Preimplantation Testing to Produce an HLA-Matched Donor Infant

Author Affiliations

Letters Section Editor: Robert M. Golub, MD, Senior Editor.

JAMA. 2004;292(7):803. doi:10.1001/jama.292.7.803-b

To the Editor: Both Dr Verlinsky and colleagues1 and Dr Fost2 argue that in vitro fertilization (IVF) with preimplantation HLA matching poses no risk of creating a donor child with either DBA or acute leukemia.
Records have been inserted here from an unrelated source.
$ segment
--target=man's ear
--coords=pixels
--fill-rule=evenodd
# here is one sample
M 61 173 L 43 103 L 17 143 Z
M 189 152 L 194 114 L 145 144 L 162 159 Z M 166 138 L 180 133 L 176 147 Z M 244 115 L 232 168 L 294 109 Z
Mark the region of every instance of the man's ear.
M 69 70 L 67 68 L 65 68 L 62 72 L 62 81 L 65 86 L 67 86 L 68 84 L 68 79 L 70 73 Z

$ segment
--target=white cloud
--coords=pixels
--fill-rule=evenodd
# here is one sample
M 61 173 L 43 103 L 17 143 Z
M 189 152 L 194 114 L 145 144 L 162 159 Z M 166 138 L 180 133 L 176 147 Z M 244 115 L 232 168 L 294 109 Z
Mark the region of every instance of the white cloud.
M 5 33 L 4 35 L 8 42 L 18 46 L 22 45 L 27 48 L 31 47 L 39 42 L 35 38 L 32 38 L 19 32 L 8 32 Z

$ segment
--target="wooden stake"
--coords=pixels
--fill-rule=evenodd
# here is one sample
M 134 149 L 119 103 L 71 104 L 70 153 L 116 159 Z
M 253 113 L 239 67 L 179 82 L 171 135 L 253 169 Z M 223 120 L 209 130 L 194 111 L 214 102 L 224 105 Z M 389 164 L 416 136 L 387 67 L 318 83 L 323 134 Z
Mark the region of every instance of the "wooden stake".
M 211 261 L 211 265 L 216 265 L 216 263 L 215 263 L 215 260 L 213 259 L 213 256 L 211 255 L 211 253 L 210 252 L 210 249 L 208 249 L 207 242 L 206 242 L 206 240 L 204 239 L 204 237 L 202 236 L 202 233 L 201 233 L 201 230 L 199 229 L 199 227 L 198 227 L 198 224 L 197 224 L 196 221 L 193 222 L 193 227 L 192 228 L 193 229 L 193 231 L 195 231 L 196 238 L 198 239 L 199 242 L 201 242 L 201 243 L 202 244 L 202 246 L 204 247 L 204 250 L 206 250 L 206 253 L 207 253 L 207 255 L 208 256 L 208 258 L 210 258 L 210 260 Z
However, the procedure may inadvertently transfer unidentified DBA genes, as cases of DBA have now been identified in which the disorder is inherited from a parent with a "silent phenotype" in whom there are no hematologic or nonhematologic manifestations.35 These instances underscore the unpredictability of the disease and the possibility that what may appear to be sporadic mutations are actually inherited. This is further complicated in that later prenatal testing is not possible in those cases for which the responsible mutation remains unidentified. Therefore, preimplantation HLA testing to create a donor may inadvertently result in a child affected by the disorder. Indeed, neither article clarifies whether any of these 9 cases had been rejected by England's Human Fertilisation and Embryology Authority (HFEA).6 The HFEA had previously refused to license such a use of preimplantation testing because it was not also being used to rule out disease in the child being created and thus to confer medical benefit. Although the HFEA has recently revised its position to allow preimplantation testing solely to create a donor for a sick sibling,7 that does not address the problem of inadvertently creating a child with the sibling's disorder.